Abstract

The universal function of the nuclear proximity potential is obtained for the Skyrme nucleus–nucleus interaction in the semiclassical extended Thomas–Fermi (ETF) approach. This is obtained as a sum of the spin–orbit-density-independent and spin–orbit-density-dependent parts of the Hamiltonian density, since the two terms behave differently, the spin–orbit-density-independent part mainly attractive and the spin-orbit-density-dependent part mainly repulsive. The semiclassical expansions of kinetic energy density and spin–orbit density are allowed up to second order, and the two-parameter Fermi density, with its parameters fitted to experiments, is used for the nuclear density. The universal functions or the resulting nuclear proximity potential reproduce the 'exact' Skyrme nucleus–nucleus interaction potential in the semiclassical approach, within less than ~1 MeV of difference, both at the maximum attraction and in the surface region.
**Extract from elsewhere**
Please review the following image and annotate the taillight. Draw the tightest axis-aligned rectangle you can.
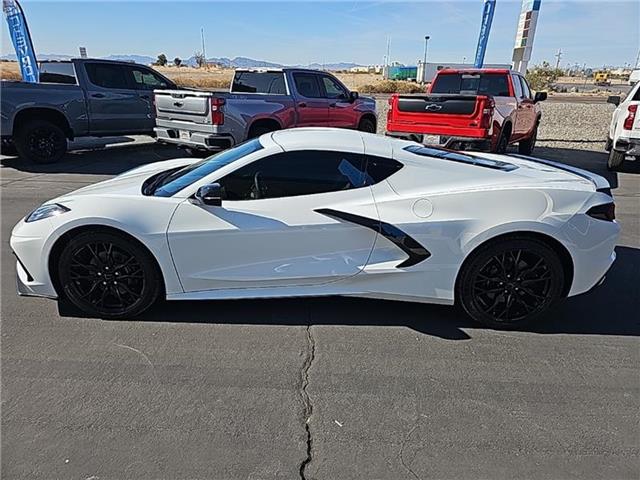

An application of the resulting interaction potential to fusion excitation functions shows clearly that the parameterized universal functions of nuclear proximity potential substitute completely the 'exact' potential in the Skyrme energy density formalism based on the semiclassical ETF method, including also the modifications of interaction barriers at sub-barrier energies in terms of modifying the constants of the universal functions.